A Mendelian randomization study using UK Biobank data (156,848 women including 7,784 breast cancer cases) and Breast Cancer Association Consortium data (122,977 cases, 105,974 controls) examined causal effects of sleep traits on breast cancer risk using genetic variants associated with chronotype, sleep duration, and insomnia symptoms. Two-sample MR analysis confirmed that morning preference reduced breast cancer risk by 12% per category increase (OR = 0.88; 95% CI: 0.82-0.93) and provided suggestive evidence that each additional hour of sleep duration increased risk by 19% (OR = 1.19; 95% CI: 1.02-1.39) for both ER+ and ER- breast cancer subtypes, with inconsistent evidence for insomnia symptoms. These findings—robust to sensitivity analyses accounting for horizontal pleiotropy—provide genetic evidence that being a “morning person” may protect against breast cancer while longer sleep duration may increase risk, suggesting that circadian rhythm patterns and sleep duration represent modifiable risk factors, though the counterintuitive finding regarding sleep duration requires further investigation given that adequate sleep is generally considered health-protective.
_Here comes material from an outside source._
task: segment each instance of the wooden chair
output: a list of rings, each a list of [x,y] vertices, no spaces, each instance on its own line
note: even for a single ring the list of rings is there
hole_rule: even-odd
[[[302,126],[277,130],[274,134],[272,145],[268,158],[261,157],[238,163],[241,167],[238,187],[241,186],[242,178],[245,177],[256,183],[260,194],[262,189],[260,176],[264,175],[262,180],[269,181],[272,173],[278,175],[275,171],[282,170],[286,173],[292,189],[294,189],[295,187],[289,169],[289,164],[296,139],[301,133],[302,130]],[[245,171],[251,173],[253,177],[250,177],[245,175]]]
Effect of mistimed eating patterns on breast and prostate cancer risk (MCC-Spain Study).

Kogevinas et al,

2018

Int J Cancer

A population-based case-control study in Spain (2008-2013) including 621 prostate cancer cases, 1,205 breast cancer cases, and 2,193 controls who never worked night shifts examined whether meal timing is associated with cancer risk while accounting for lifestyle factors and chronotype (morning vs. evening preference). Participants who waited two or more hours between supper and sleep had a 20% reduced risk of breast and prostate cancer combined (OR = 0.80; 95% CI: 0.67-0.96) compared to those sleeping immediately after eating, with individual reductions of 26% for prostate cancer and 16% for breast cancer; similarly, eating supper before 9 pm versus after 10 pm showed protective effects, with stronger associations among those adhering to cancer prevention recommendations (OR = 0.65) and morning chronotypes (OR = 0.66). These findings suggest that adhering to diurnal eating patterns—particularly maintaining a long interval between the last meal and sleep—is associated with lower breast and prostate cancer risk, independent of diet quality and other lifestyle factors. The study highlights the emerging importance of meal timing and circadian rhythm alignment in cancer prevention, indicating that when we eat may be as important as what we eat, and suggesting that late-night eating close to bedtime may disrupt metabolic and hormonal processes that influence cancer development.